In retrospect, director Neill Blomkamp’s sophomore directorial effort, Elysium, was a disappointment. While not a bad film, it certainly does pale in comparison to the filmmaker’s debut - District 9 - and was ultimately a rather forgettable sci-fi feature. As it turns out, these failings aren’t lost on the movie’s filmmaker, and now he’s come forward to admit that he "fucked it up."
Blomkamp is currently on the promotional tour for his latest movie, Chappie, and it was while sitting down with Uproxx that the South African filmmaker revealed his disappointment with the way that Elysium came out. Rather than putting the blame on an external force, however, he instead acknowledged that the real issues with the movie came from core script issues that should have been worked out before the film got rolling. He told the site,
The thing that bothers me is if I feel like I f*cked it up… I feel like, ultimately, the story is not the right story. I still think the satirical idea of a ring, filled with rich people, hovering above the impoverished Earth, is an awesome idea. I love it so much, I almost want to go back and do it correctly. But I just think the script wasn’t… I just didn’t make a good enough film is ultimately what it is.
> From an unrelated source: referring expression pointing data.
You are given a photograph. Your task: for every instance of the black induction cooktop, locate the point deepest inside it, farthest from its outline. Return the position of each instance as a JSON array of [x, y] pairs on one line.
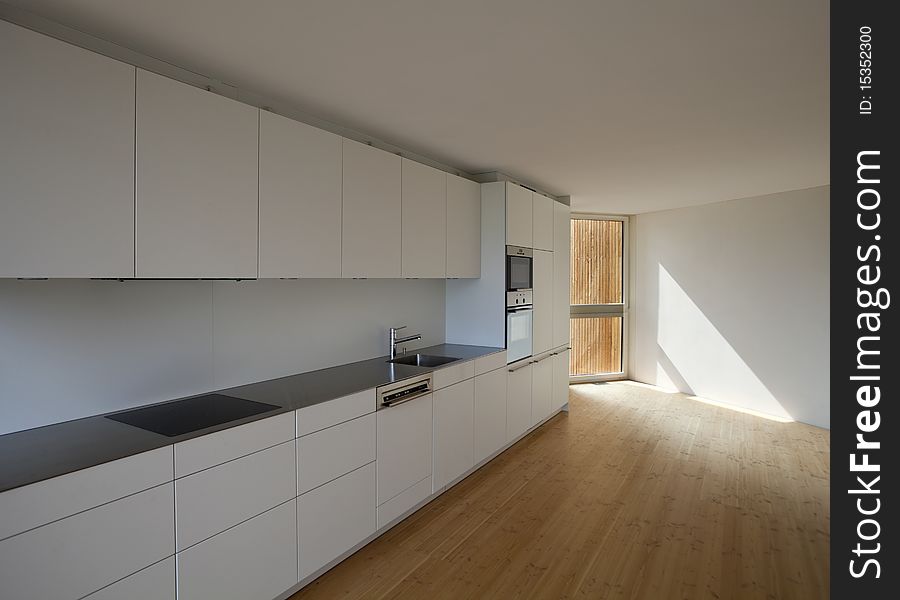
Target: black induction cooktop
[[191, 414]]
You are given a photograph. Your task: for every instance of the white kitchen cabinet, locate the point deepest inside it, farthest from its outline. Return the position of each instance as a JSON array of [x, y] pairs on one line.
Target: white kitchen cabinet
[[332, 452], [404, 443], [196, 186], [256, 559], [541, 388], [80, 554], [299, 199], [463, 228], [335, 517], [40, 503], [542, 332], [518, 399], [66, 159], [424, 221], [561, 232], [327, 414], [215, 499], [371, 225], [519, 216], [454, 432], [560, 380], [156, 582], [490, 413], [542, 221]]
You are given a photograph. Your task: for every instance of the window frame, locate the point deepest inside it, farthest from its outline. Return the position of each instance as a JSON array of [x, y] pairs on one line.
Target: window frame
[[621, 309]]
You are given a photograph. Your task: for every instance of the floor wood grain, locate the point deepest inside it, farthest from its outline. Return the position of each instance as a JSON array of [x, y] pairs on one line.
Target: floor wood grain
[[635, 494]]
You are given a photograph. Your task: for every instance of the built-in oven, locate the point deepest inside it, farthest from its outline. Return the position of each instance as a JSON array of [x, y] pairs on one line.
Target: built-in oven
[[519, 268], [519, 325]]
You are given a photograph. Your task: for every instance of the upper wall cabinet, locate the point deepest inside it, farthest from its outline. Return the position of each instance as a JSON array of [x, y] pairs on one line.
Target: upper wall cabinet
[[370, 236], [299, 199], [424, 225], [542, 221], [196, 182], [463, 227], [518, 216], [66, 160]]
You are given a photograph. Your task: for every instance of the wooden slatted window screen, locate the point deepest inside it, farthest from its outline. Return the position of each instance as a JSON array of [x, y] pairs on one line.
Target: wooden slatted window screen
[[596, 296]]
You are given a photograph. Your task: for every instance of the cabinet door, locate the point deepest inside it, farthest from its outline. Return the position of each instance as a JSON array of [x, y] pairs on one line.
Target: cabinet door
[[561, 232], [370, 236], [403, 442], [156, 582], [542, 222], [490, 413], [454, 432], [256, 559], [463, 227], [66, 159], [518, 216], [299, 199], [196, 182], [75, 556], [560, 380], [542, 334], [518, 401], [541, 389], [333, 518], [424, 221]]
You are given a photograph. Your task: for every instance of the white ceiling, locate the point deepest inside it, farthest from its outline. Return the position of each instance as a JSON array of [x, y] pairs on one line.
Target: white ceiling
[[628, 106]]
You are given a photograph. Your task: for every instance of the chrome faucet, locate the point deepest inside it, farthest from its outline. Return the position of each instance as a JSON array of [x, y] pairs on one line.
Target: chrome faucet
[[395, 340]]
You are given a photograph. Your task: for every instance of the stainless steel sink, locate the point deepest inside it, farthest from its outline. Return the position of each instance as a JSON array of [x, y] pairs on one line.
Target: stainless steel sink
[[423, 360]]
On the brighter side of things, Neill Blomkamp did admit that he does have appreciation for the work that was done on the movie aesthetically. He's still proud of the costume and production design, as well as the special effects, but feels that they hung off of a "not totally formed skeletal system." Given these issues, the filmmaker was asked why the release of the movie wasn’t delayed while more work was done to make it better, and the simple explanation was that the director didn’t really recognize the issues until he got some distance from the project. "You can’t tell," Blomkamp said. "You don’t know. You’re just in it."
I will still happily defend Elysium, as I still see it as a thoughtful bit of sci-fi armed with great action and solid performances from Matt Damon and Sharlto Copley. That being said, its issues are pretty clear, from the fact that the story stays Earth-bound for far too long, to it’s at-times messy logic, to the fact that it just didn’t have any kind of real resonating impact that stays with you after exiting the theater. It also doesn’t help that the nature of Hollywood is to compare the movie to District 9, which is one of the best science-fiction movies of the modern era.